There’s this funny paradox I’ve noticed – when the weather is bad, or there’s anything to do involving a pitchfork and manure, people seem to think we’re hardcore weirdos with a fanatical agriculture hobby….but when it comes to just-ripped-from-the-ground vibrant produce and grassfed steak for dinner every night, then we’re suddenly privileged, as if luck itself landed those goodies on the table.
Gardening is a lot like life – there are ups and downs, cycles of birth, growth, death…and then you get compost.
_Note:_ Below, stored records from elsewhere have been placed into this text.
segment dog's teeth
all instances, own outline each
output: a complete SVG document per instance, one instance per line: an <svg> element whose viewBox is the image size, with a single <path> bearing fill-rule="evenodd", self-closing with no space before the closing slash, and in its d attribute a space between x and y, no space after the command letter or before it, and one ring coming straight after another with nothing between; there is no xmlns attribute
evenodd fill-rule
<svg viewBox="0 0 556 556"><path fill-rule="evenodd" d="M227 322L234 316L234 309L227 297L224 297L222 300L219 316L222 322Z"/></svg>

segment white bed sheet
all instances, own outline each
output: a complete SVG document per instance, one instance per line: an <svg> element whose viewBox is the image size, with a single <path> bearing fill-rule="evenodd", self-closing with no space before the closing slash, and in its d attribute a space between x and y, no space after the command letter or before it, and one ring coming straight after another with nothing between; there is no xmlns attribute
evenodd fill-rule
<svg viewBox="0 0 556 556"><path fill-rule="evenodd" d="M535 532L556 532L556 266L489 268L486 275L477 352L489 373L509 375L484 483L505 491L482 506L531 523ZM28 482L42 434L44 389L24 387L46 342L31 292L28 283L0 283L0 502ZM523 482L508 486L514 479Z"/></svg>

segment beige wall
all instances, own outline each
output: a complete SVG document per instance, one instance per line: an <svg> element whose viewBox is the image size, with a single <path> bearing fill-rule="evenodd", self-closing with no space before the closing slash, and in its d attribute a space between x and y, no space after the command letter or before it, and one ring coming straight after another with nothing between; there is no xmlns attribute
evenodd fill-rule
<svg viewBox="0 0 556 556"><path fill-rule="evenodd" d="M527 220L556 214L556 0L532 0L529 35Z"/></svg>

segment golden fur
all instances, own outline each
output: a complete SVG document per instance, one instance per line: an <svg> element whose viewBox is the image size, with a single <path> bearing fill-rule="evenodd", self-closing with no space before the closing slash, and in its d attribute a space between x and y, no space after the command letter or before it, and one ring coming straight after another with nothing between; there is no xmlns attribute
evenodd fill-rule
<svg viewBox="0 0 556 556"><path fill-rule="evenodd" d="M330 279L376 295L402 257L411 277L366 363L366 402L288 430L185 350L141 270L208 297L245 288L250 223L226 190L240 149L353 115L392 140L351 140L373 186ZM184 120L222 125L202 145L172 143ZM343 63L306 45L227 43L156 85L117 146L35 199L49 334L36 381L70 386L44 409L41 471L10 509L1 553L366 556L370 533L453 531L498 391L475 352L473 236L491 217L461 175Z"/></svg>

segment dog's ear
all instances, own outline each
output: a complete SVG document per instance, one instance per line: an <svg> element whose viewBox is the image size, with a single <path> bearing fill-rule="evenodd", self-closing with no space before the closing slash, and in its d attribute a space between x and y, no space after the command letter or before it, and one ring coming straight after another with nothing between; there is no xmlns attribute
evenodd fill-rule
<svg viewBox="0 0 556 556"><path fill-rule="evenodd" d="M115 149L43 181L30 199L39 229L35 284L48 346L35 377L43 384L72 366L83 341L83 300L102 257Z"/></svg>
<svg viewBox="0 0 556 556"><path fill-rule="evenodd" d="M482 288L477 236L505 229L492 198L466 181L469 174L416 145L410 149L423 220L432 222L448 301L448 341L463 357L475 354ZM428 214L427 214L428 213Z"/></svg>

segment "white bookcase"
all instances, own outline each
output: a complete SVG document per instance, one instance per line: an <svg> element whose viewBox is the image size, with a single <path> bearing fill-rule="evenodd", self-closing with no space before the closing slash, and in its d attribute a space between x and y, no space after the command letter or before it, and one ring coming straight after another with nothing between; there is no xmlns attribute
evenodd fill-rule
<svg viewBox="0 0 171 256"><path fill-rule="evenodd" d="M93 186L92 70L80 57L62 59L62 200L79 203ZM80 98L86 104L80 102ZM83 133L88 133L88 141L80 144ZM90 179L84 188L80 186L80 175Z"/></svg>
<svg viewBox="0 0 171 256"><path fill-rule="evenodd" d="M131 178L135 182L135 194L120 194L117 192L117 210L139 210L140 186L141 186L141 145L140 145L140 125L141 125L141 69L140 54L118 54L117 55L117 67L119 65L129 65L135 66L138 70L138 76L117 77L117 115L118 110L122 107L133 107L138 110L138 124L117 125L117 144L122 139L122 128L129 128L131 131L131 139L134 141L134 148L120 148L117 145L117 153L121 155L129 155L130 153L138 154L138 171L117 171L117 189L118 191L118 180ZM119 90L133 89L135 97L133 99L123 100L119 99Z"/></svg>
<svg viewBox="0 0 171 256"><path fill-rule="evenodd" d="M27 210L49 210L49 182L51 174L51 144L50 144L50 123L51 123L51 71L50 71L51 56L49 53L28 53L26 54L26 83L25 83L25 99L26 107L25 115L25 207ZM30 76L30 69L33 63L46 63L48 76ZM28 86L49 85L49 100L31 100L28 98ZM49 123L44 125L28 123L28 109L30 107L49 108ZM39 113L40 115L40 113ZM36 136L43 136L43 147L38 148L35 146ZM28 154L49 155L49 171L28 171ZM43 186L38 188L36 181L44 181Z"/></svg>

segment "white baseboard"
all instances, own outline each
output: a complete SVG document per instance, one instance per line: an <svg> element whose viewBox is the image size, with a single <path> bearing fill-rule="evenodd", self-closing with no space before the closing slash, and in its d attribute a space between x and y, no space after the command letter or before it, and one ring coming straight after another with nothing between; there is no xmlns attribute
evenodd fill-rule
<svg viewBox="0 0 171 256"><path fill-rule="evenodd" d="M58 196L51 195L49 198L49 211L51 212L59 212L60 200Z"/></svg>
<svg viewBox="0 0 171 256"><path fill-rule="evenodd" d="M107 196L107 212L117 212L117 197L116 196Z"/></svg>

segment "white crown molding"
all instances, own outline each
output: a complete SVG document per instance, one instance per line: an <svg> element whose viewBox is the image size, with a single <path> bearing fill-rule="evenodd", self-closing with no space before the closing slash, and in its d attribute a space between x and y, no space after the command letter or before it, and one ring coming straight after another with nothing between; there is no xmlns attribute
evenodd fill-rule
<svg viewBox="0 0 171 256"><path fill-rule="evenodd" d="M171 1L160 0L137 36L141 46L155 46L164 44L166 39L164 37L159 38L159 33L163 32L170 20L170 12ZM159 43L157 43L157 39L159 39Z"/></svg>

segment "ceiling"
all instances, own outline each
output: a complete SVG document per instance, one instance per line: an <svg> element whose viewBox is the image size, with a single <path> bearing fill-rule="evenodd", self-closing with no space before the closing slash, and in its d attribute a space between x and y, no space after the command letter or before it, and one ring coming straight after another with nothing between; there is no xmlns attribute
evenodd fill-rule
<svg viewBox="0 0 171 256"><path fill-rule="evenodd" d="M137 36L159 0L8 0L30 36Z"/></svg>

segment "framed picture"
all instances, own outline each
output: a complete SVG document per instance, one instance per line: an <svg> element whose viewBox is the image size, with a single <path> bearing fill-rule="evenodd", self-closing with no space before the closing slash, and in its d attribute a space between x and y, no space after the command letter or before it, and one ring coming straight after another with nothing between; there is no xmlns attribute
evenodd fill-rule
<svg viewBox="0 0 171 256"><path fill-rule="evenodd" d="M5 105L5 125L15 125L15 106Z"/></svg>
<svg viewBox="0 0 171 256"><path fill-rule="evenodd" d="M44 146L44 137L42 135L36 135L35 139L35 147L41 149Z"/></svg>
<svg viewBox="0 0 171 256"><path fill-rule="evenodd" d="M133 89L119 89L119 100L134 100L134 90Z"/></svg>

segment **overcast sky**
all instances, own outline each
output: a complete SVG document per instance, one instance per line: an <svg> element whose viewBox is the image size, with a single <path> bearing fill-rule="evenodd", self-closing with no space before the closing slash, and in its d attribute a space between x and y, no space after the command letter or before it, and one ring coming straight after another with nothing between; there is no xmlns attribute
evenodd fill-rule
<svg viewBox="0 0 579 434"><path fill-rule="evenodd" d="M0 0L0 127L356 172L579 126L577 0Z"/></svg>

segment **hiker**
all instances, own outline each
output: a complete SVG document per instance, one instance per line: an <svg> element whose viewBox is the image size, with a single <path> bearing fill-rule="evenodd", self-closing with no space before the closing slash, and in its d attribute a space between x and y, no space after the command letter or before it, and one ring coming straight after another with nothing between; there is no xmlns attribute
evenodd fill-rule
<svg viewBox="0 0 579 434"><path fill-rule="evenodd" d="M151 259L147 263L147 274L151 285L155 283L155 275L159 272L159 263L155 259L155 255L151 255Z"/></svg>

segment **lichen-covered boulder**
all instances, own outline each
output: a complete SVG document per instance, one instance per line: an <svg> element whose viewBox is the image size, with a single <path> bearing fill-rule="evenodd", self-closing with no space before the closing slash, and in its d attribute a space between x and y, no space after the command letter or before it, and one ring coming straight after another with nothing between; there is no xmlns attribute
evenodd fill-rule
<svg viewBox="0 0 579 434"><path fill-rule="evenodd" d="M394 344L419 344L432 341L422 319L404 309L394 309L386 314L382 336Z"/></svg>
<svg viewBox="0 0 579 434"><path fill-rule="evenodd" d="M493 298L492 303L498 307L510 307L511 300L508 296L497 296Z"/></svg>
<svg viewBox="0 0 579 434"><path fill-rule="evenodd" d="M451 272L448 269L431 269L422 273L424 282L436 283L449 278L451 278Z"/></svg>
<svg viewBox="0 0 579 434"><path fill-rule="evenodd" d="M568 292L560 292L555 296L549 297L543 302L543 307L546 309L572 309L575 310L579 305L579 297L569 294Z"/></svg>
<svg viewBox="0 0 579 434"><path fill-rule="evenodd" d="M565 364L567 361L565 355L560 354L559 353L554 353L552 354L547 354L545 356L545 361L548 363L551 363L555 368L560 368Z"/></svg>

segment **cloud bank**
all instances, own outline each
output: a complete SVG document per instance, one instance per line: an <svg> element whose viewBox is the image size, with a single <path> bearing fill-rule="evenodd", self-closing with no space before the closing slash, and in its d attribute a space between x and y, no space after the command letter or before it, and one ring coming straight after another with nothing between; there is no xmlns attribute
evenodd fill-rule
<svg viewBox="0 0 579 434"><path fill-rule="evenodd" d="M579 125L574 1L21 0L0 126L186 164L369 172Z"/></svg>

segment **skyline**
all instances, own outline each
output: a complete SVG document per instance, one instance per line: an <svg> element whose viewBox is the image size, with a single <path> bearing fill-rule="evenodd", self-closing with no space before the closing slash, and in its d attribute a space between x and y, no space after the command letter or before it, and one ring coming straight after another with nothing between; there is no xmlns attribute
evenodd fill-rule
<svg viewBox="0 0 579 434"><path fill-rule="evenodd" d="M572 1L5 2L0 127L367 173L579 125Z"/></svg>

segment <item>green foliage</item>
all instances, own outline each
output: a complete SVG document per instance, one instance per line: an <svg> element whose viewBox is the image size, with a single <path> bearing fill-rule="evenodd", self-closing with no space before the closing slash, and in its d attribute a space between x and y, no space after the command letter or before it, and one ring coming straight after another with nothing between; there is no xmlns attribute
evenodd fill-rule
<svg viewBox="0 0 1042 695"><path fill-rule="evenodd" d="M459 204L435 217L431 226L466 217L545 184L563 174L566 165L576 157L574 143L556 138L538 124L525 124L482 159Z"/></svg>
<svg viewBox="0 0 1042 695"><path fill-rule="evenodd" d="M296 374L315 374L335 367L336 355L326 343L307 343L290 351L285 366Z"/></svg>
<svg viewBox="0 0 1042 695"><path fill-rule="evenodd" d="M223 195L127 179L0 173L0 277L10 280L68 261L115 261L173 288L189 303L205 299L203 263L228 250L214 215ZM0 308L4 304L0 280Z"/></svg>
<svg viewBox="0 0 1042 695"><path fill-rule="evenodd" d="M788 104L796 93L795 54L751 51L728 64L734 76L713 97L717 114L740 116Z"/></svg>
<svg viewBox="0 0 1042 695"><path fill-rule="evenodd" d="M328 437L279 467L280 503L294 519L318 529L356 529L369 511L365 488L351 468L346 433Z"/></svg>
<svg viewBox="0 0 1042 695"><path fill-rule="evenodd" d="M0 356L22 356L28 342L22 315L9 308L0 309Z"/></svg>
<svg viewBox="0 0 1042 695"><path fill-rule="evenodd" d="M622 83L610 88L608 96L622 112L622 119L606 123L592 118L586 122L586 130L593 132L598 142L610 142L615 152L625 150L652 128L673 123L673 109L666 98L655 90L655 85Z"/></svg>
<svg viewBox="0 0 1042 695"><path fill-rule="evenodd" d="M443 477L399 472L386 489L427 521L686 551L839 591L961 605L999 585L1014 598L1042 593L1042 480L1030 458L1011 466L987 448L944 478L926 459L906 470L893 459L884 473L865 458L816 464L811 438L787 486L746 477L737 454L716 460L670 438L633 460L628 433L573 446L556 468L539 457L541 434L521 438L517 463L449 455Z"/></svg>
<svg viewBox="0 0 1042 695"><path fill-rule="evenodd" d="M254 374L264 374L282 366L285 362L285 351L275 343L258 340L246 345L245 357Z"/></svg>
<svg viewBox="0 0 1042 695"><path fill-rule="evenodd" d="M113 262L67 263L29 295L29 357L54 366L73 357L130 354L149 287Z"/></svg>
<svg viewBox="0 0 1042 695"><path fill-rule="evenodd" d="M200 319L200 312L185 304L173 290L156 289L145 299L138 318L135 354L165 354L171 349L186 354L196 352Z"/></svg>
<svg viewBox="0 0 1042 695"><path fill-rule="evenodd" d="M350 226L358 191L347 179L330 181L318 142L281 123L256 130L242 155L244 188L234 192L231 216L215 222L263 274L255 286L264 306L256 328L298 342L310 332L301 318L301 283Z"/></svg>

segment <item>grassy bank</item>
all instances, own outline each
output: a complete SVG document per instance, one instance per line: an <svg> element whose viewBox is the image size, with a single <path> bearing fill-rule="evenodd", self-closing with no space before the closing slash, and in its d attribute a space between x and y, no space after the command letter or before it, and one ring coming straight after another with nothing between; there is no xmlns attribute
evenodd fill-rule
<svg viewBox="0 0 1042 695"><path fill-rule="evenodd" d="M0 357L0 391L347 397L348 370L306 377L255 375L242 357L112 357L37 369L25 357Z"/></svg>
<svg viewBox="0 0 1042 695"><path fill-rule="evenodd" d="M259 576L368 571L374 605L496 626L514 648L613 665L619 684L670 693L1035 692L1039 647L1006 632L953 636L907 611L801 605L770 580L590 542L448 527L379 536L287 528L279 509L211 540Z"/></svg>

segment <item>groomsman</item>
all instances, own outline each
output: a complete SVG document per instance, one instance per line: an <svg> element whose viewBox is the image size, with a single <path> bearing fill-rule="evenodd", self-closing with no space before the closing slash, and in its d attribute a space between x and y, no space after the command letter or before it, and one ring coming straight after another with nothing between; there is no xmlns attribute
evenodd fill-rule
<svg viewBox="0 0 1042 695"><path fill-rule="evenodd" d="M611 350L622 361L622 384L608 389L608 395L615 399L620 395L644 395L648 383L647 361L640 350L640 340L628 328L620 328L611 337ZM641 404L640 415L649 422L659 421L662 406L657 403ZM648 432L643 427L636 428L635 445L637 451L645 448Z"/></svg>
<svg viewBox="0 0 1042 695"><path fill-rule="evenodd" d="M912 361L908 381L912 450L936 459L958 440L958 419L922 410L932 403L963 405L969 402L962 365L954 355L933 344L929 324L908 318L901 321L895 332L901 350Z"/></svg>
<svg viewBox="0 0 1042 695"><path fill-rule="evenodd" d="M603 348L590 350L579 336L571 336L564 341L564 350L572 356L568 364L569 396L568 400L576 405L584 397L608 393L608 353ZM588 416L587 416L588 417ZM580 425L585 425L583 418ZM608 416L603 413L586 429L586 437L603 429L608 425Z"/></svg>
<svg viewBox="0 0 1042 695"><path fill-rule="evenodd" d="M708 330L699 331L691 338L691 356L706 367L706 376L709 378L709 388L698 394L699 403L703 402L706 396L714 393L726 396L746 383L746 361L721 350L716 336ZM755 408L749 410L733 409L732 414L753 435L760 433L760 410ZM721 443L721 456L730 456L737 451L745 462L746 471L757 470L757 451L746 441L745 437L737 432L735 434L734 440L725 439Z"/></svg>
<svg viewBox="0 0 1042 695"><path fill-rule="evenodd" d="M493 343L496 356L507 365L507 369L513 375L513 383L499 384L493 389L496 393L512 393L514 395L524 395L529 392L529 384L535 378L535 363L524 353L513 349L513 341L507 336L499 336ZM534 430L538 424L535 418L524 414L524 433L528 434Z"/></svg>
We have finally passed through the lean season I wrote about a few months ago. It was a hard, hard lean season. Gardening has justice. You reap what you sow, and I was not as on top of planning last year like I should have been. I did not foresee the lack of income, just as frosts and pests will strike and suddenly all your plans and dreams are withered. A wise gardener is always on top of things.
The calves have been born, and the milking pail is overflowing with milk. The light increase on this side of the solstice has alerted the chickens that spring is soon to be here, and we have eggs again. Just a few every day, making you wish for more.
The cold weather marks the beginning of our meat-harvesting season, and the freezer will soon be stocked up with beef and sausage, and huge pots of stock will simmer gently on the stove.
The small seeds I planted in the fall have grown into a green, green explosion in the middle of the rye cover crop in the garden. The frost has turned all the greens and roots sugary sweet.
Now, when things are easy, and the hard work of building the garden seems so far away, now I am learning to be a wise gardener at last, thinking already of the next season. Ripe tomatoes, peppers, rich eggplants – they must be dreamed of now.